We will build a production-ready workflow that ensures your database schema is always in sync with your Rust binary.
Prerequisites and Environment Setup #
Before we dive into the code, ensure your development environment is ready. We assume you are working on a Linux, macOS, or WSL2 environment.
1. Rust Toolchain #
Ensure you are running a recent version of Rust (1.80+ recommended).
rustc --version2. Database (PostgreSQL) #
We will use PostgreSQL for this tutorial, as it is the gold standard for Rust backends. The easiest way to run it is via Docker:
# Spin up a Postgres container
docker run --name rust_migrations -e POSTGRES_PASSWORD=mysecretpassword -p 5432:5432 -d postgres:16-alpine3. Project Initialization #
Let’s create a new project to test our migration strategies.
cargo new rust_migrations_demo
cd rust_migrations_demoWe will need a Cargo.toml that supports async runtime and our database tools.
File: Cargo.toml
[package]
name = "rust_migrations_demo"
version = "0.1.0"
edition = "2021"
[dependencies]
tokio = { version = "1", features = ["full"] }
dotenvy = "0.15" # For managing .env files safely
anyhow = "1.0" # For ergonomic error handling
# Option A: SQLx
sqlx = { version = "0.8", features = ["runtime-tokio-rustls", "postgres", "migrate", "uuid"] }
# Option B: SeaORM (We will discuss this in the second section)

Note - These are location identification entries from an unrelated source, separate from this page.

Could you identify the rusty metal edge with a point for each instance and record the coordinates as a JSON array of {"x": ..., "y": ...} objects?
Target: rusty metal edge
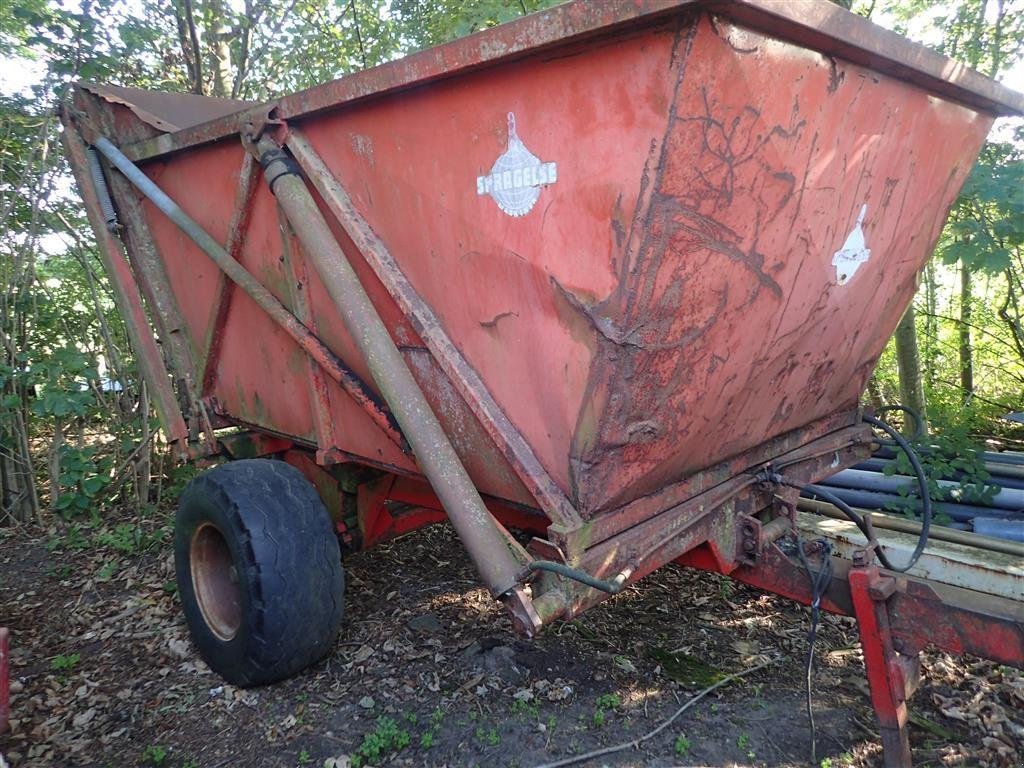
[
  {"x": 830, "y": 30},
  {"x": 132, "y": 176},
  {"x": 125, "y": 293},
  {"x": 491, "y": 548},
  {"x": 237, "y": 230},
  {"x": 466, "y": 381},
  {"x": 320, "y": 395},
  {"x": 824, "y": 27}
]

sea-orm = { version = "1.1", features = ["sqlx-postgres", "runtime-tokio-rustls", "macros"] }
sea-orm-migration = "1.1"Create a .env file in your project root to store your connection string:
File: .env
DATABASE_URL=postgres://postgres:mysecretpassword@localhost:5432/rust_migrationsStrategy A: The “Pure SQL” Approach with SQLx #
SQLx is arguably the most beloved database tool in the Rust community. It is not an ORM; it’s an async, pure Rust SQL toolkit that provides compile-time checked queries. Its migration system is simple, file-based, and highly effective.
1. Installing the CLI #
To manage migrations, you need the CLI tool.
# Install the SQLx CLI (ensure you don't install the sqlite/mysql features if not needed to save compile time)
cargo install sqlx-cli --no-default-features --features native-tls,postgres2. Creating the Database #
Using the CLI, create the database defined in your .env file.
sqlx database create3. Creating Your First Migration #
Migrations in SQLx are just SQL files with a timestamp prefix. Let’s create a users table.
sqlx migrate add create_users_tableThis creates a new folder migrations/ with a file looking like 20260101120000_create_users_table.sql. Open it and add your DDL (Data Definition Language).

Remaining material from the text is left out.